First, in the case of an existing company that registered with the Ministry using an earlier version of the KLBI, the company’s KLBI business-line classification(s) as recorded by the Ministry may not be the same as the classification(s) set out in the current KLBI, which is obviously the version used by the OSS. If this is the case, the company will be unable to register on the OSS. To overcome this problem, the company would have to amend the business lines set out in its articles of association by shareholders’ resolution and then register the new business lines with the Ministry.
Second, the Ministry’s system can only accommodate two KLBI business lines, while the OSS can accommodate more than two. Consequently, if an existing company that is registered with the Ministry has more than two lines of business and attempts to register all of these on the OSS, this will result in a data mismatch and automatic rejection of the company’s registration application. There is as yet no solution to this problem, to the best of our knowledge.
The above are just some of the problems that continue to be encountered by our lawyers when using the OSS on behalf of clients. It is not intended to be an exhaustive list, and no doubt other OSS users will have their own experiences in this regard.
The introduction of the OSS undoubtedly marked a significant step forward for business and investment licensing in Indonesia. However, it is difficult to avoid the impression that it was launched in haste, without affording the BKPM, ministries/agencies and local governments sufficient time to prepare, including as regards system integration and harmonizing their sectoral regulations with PR 24/2018. This has resulted in a degree of confusion and uncertainty among both public officials and OSS users. Nevertheless, it is entirely understandable that the government was anxious to get the system up and running as quickly as possible, given the current administration’s undoubted commitment to improving Indonesia’s ease-of-doing business.
Now that the BKPM has taken over responsibility for the administration of the OSS, we are optimistic that the various issues that persist to date can be quickly overcome given the BKPM’s long experience and expertise in the investment-licensing field.
By Giffy Pardede (email@example.com) and Adri Yudistira Dharma (firstname.lastname@example.org)
 Under Article 88 of PR 24/2018, state ministries and agencies with licensing authority that comes within the scope of the OSS are required to prepare NSPK (Norms, Standards, Procedures and Criteria / Norma, Standar, Prosedur dan Kriteria) for the licenses and permits that they issue. These NSPK are very important as they essentially set out the requirements that must be satisfied before a license or permit can be issued.

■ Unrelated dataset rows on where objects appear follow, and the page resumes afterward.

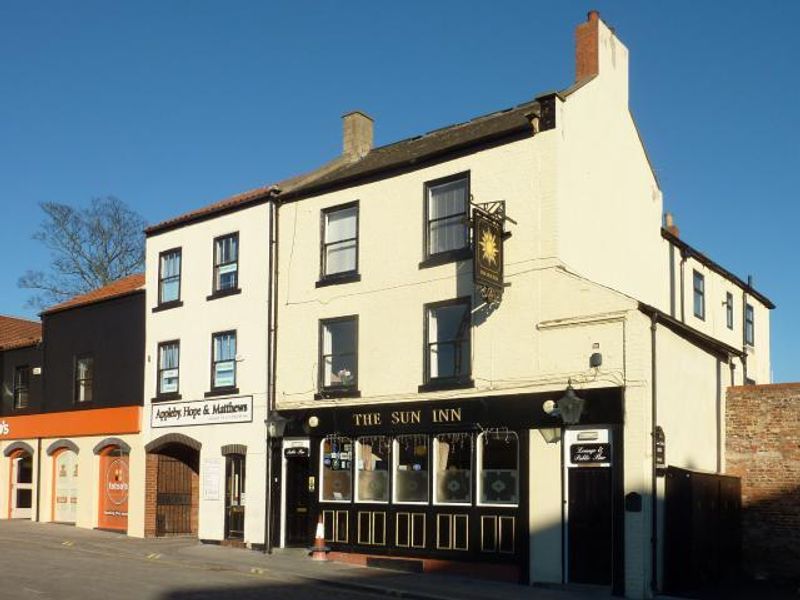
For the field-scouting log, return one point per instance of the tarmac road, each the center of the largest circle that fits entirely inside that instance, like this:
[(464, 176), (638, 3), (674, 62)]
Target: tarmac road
[(46, 562)]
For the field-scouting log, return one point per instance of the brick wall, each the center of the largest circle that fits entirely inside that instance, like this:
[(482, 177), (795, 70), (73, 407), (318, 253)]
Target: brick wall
[(763, 448)]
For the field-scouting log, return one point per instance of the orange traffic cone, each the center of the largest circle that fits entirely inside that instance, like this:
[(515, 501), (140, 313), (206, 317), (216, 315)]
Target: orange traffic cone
[(319, 551)]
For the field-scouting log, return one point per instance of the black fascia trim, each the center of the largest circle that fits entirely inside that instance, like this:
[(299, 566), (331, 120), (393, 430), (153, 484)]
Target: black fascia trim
[(337, 393), (168, 305), (349, 277), (224, 293), (446, 384), (221, 392), (443, 258), (165, 398)]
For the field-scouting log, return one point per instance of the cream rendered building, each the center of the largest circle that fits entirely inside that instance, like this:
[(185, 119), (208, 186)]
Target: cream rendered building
[(421, 419), (206, 367)]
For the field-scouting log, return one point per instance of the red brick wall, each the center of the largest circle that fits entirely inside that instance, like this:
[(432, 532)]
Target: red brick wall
[(763, 448)]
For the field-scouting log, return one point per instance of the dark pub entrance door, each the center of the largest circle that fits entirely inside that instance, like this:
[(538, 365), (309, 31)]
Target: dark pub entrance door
[(589, 525), (234, 496), (297, 497)]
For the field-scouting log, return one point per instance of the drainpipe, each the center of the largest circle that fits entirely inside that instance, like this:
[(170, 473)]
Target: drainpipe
[(272, 320), (38, 475), (654, 424)]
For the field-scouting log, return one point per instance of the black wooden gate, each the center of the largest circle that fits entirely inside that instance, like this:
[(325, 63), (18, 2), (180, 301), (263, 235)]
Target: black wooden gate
[(702, 535), (174, 497)]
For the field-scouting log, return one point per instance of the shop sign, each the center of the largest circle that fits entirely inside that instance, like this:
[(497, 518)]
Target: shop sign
[(296, 452), (202, 412), (487, 235), (583, 454)]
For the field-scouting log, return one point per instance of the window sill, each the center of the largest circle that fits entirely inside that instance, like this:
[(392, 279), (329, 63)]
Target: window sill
[(224, 293), (447, 384), (337, 279), (165, 398), (231, 391), (446, 257), (337, 393), (168, 305)]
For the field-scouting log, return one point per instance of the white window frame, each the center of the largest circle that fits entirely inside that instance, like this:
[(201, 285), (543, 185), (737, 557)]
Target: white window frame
[(479, 471)]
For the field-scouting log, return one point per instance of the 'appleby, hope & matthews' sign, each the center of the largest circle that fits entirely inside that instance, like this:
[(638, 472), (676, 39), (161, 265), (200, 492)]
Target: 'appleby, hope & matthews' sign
[(202, 412)]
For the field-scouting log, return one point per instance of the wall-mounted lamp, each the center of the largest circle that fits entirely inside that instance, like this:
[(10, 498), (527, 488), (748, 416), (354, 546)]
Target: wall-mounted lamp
[(276, 425)]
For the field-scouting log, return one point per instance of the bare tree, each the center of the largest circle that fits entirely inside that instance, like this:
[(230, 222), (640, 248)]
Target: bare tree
[(89, 247)]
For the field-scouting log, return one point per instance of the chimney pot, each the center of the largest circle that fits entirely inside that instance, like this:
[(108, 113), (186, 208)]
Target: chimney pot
[(587, 47), (357, 134)]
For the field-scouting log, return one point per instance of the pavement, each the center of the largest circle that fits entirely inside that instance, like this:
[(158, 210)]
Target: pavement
[(58, 561)]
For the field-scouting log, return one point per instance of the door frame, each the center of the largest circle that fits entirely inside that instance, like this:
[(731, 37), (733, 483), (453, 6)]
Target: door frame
[(14, 458)]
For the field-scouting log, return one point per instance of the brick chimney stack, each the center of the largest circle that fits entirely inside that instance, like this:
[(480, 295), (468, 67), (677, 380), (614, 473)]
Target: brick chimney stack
[(357, 134), (587, 47)]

 The obtaining of an NIB is the first step that must be taken by a company in order to use the OSS. All other licenses/permits are dependent on the NIB.
 KLBI: Standard Indonesian Business-Line Classifications (Klasifikasi Baku Lapangan Usaha Indonesia / KLBI), that is, a list of business lines drawn up by the Central Statistics Bureau, the most recent version of which was issued in 2017. The KLBI is used for, among other things, determining whether a particular foreign investment is compliant with the restrictions contained in the Negative Investment List (Daftar Negatif Investasi / DNI).